Just because the poop isn't soft doesn't mean it's not coming out fast, so don't write off what she's saying yet. She could be having a reaction, sensitivity or adjustment period.

Has she been constipated recently? Has she been sick recently? Has anything in her diet/environment changed recently? New cleaners, new detergents, etc can cause reactions in the digestive system. Drinking more liquids, any extra mucilage in her diet (okra, flax, etc), more ferments/pickles in her diet, maybe more fruit than she's used to eating, higher % of raw veggies in her diet. . . all of these tend to speed along the elimination process and she may need extra time to adjust and learn how fast she needs to get to the toilet.

Also consider possible emotional stressors on her.

When she has an accident, try to not show your disappointment and frustration, but talk to her gently and find out how she feels when she has an accident. Also see if she knew she has to go, but was delaying it, absorbed in what she was doing or if she suddenly needed to go (if it's the latter look for a possible reaction to something in her diet/environment). If her BMs are fairly consistent (ie morning/ evening/ etc) try to help her predict when she'll need to go, so she can "plan" on a longer potty sitting (ie take a picture book or something to keep herself occupied for a few extra minutes instead of rushing back to whatever she was playing with before).
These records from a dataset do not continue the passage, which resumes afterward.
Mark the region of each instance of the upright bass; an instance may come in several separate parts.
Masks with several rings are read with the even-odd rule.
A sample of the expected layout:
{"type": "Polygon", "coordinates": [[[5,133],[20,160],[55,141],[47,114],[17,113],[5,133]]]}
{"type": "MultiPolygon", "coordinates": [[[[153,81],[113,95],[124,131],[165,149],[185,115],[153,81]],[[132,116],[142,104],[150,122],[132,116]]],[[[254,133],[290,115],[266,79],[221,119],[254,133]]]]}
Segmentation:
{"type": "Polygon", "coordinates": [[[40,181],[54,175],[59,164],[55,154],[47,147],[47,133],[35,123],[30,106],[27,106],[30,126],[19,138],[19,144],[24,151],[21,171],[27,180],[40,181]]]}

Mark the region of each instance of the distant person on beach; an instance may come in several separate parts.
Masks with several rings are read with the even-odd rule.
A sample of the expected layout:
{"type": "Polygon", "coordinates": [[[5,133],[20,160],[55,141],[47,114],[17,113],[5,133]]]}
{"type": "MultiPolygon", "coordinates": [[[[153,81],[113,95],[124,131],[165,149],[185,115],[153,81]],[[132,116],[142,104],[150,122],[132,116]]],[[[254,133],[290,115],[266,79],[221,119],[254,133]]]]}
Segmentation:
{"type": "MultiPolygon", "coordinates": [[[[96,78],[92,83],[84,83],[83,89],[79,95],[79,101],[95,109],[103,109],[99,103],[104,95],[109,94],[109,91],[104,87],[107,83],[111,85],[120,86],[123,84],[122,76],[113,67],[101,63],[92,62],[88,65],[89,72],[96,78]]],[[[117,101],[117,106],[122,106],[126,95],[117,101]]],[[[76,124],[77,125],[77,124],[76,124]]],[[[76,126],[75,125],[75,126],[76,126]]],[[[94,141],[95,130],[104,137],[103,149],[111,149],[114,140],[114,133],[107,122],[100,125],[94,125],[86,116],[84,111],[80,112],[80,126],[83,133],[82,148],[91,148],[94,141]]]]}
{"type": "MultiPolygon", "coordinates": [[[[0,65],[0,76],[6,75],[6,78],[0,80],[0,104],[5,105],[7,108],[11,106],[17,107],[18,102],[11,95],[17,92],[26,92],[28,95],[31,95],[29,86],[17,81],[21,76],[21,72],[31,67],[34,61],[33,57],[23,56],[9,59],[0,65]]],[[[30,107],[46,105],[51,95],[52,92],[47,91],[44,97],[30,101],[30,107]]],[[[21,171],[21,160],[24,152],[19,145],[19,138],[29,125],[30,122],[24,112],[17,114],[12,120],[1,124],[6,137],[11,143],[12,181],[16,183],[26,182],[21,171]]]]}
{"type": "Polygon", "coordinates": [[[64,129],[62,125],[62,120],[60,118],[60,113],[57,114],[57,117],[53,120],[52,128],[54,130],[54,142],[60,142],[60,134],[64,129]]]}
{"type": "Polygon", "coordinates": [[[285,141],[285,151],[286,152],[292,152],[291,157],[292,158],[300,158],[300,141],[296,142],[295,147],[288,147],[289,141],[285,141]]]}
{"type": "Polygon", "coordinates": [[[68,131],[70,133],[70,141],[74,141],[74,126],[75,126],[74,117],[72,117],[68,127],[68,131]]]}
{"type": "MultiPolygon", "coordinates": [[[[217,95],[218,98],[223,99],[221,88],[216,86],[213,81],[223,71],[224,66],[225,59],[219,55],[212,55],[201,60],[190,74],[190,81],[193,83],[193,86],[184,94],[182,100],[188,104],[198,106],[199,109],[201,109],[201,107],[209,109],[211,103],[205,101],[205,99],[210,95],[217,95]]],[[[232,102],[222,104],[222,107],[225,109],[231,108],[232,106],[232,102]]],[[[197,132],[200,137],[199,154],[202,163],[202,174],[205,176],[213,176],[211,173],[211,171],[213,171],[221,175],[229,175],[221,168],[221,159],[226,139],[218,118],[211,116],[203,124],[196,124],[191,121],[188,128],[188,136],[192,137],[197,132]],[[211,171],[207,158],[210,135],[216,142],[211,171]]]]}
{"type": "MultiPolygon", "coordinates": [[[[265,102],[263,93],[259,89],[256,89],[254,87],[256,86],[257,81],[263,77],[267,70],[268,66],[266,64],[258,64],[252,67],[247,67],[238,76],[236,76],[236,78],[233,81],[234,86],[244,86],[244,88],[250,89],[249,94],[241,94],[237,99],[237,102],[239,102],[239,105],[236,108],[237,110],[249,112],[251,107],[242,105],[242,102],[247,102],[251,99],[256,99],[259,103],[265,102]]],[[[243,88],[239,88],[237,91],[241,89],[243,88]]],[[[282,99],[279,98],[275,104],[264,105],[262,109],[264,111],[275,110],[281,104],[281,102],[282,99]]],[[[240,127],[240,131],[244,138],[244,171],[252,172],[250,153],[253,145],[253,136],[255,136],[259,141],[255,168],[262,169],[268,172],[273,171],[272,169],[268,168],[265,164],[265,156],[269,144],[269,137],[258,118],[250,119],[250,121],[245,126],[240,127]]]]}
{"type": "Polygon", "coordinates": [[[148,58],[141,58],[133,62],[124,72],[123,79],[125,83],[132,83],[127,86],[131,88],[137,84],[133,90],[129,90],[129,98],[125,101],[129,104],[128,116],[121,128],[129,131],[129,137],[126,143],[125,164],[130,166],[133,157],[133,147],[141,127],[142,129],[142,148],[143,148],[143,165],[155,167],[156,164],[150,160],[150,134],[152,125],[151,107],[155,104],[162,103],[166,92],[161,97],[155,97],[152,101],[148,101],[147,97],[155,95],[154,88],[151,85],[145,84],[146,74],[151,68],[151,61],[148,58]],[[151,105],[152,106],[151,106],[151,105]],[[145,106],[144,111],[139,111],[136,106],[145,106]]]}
As far as trying to take care of her pants herself goes, it sounds like she is reacting to your disappointment that she didn't go in the potty. So your best bet is to gently explain to her that you want to help her get over having accidents in her pants and figure out why they are happening and find a solution that will help her avoid them in future. When she tries to clean herself off, remind her that you WANT to help her clean up when there is an accident and she doesn't need to be embarrassed with you because of it.